Cuida-se de Apelação Cível, interposta por LUIZ REBELO DA SILVA, contra sentença exarada nos autos da Ação de Cobrança de Seguro Obrigatório (DPVAT) Advindo de Acidente de Trânsito (Processo nº 0800621-75.2019.8.18.0048, Vara Única da Comarca de Demerval Lobão-PI), ajuizada contra a SEGURADORA LIDER DOS CONSORCIOS DO SEGURO DPVAT S.A., ora apelada.
Ingressou a parte autora com a ação originária, alegando, em síntese, que no dia 22 de dezembro de 2018, se envolveu em acidente de trânsito (colisão carro com moto) que ocasionou sua incapacidade permanente, fatos estes, devidamente comprovados no teor do Boletim de Ocorrência da Polícia Rodoviária Federal do Piauí, Serviço de Atendimento do SAMU de Teresina-PI, Ficha de Internação e Cirurgia de Trauma com Fratura, motivo pelo qual requer o pagamento de Indenização de Seguro DPVAT.
Devidamente citada, a parte requerida apresentou contestação, alegando, ausência de prova válida da invalidez total e permanente do requerente, e de comprovação das despesas médicas efetivadas.
Fora realizada audiência de conciliação, onde foi deferido pelo Juiz o pedido de realização de perícia médica pleiteada.
Consta aos autos Perícia médica, que não atestou incapacidade permanente no autor.
Por sentença, o MM. Juiz julgou improcedente a ação, haja vista entender que o autor não tem direito à indenização, em razão de não apresentar seqüela indenizável.
Inconformada a parte autora interpôs Recurso de Apelação, alegando que a sentença merece ser reformada, tendo em vista que as provas colacionadas aos autos não foram levadas em consideração pelo juízo de primeiro grau, quando do julgamento da ação.
Aduz que a prova pericial não deveria ter sido reconhecida como prova primordial, haja vista que constam aos autos outras provas que atestam o direito do recorrente, no que deveria ter o Juízo objetivado alcançar a verdade real, com o julgamento procedente da ação.
Por fim, requer o conhecimento e provimento do recurso, com a reforma da sentença hostilizada.
Devidamente intimado, o autor apresentou contrarrazões ao recurso, requerendo a manutenção da sentença.
Instado, a d.
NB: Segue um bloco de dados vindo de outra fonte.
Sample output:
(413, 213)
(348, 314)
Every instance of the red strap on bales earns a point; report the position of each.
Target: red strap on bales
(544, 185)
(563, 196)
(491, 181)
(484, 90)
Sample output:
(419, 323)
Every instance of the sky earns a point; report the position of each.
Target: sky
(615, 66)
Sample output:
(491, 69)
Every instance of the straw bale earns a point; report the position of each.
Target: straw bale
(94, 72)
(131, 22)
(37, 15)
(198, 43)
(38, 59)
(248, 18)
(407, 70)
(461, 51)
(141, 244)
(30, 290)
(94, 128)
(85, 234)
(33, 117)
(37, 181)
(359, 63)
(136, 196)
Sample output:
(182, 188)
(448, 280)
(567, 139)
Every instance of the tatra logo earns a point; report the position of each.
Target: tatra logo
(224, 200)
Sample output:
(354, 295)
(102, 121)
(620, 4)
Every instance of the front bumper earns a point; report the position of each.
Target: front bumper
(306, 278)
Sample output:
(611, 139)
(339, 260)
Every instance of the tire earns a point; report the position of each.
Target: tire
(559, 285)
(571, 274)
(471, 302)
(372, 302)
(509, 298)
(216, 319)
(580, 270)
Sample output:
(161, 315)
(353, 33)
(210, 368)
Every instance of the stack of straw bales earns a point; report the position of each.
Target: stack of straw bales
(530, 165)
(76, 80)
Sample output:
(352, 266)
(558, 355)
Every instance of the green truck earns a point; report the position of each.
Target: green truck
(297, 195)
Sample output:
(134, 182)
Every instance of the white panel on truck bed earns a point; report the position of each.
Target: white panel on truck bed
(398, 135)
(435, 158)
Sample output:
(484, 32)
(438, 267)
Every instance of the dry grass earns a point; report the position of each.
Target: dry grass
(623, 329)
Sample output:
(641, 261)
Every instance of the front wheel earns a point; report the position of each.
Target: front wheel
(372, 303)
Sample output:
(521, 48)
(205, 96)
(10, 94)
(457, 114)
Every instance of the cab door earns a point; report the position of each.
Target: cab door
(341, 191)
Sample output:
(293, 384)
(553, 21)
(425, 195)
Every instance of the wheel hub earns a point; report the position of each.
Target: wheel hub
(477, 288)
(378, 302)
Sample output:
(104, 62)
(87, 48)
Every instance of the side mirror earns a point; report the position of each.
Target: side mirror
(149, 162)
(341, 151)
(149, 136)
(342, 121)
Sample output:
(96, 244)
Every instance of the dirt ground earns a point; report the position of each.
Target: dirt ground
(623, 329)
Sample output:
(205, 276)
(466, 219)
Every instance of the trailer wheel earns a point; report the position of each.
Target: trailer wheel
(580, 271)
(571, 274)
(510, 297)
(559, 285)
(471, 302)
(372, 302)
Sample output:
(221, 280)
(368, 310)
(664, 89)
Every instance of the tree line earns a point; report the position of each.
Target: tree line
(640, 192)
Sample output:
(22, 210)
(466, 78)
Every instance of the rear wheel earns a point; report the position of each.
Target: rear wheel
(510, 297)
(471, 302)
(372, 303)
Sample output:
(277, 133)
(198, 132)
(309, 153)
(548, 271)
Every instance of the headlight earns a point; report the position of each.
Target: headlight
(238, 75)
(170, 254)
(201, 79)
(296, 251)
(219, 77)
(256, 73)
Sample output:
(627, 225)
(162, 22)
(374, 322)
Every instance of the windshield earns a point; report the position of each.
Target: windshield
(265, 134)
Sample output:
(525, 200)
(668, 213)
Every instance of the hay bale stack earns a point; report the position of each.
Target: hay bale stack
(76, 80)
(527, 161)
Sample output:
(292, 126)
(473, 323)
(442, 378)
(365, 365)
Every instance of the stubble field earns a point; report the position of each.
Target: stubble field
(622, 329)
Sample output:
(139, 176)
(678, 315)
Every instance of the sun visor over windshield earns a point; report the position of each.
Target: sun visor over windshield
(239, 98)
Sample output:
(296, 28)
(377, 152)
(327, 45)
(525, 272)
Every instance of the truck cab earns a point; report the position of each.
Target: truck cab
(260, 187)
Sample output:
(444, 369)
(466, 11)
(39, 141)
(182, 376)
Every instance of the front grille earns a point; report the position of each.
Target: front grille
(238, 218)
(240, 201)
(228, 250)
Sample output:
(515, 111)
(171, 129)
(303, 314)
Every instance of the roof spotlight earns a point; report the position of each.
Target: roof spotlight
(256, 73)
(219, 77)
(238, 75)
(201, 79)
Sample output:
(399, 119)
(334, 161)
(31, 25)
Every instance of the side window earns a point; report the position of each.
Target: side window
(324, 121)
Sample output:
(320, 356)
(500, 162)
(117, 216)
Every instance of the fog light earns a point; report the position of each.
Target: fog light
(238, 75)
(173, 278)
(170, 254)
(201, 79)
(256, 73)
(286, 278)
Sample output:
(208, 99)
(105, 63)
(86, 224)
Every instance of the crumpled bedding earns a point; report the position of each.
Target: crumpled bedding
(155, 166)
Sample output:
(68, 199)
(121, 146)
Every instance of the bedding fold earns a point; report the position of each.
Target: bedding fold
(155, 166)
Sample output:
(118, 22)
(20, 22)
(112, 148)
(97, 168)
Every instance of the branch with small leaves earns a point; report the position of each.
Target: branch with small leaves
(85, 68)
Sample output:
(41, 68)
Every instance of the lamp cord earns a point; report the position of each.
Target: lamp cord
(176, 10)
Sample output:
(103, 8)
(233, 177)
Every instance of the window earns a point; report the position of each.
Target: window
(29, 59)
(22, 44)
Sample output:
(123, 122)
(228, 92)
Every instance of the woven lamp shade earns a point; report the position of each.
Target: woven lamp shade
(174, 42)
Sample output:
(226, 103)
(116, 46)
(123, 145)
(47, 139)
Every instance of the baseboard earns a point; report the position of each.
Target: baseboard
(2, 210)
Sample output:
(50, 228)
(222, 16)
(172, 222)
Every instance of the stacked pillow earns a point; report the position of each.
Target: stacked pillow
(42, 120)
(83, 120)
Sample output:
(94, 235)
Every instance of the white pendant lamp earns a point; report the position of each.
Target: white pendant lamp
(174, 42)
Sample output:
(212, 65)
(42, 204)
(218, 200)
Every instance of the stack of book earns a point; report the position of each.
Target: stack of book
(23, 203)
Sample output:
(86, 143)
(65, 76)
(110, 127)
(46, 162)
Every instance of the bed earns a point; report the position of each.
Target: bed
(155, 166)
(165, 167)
Procuradoria de Justiça deixou de exarou parecer diante da ausência de interesse que justifique sua intervenção.
É o relatório.
VOTO
VOTO DO RELATOR
O DESEMBARGADOR HAROLDO OLIVEIRA REHEM (Votando): Eminentes julgadores, o cerne dos recursos consiste na discussão acerca do direito do recorrente à indenização de seguro obrigatório – DPVAT, de acordo com as especificações legais.
A APELAÇÃO CÍVEL merece ser CONHECIDA, eis que a mesma se encontra com os seus pressupostos de admissibilidade.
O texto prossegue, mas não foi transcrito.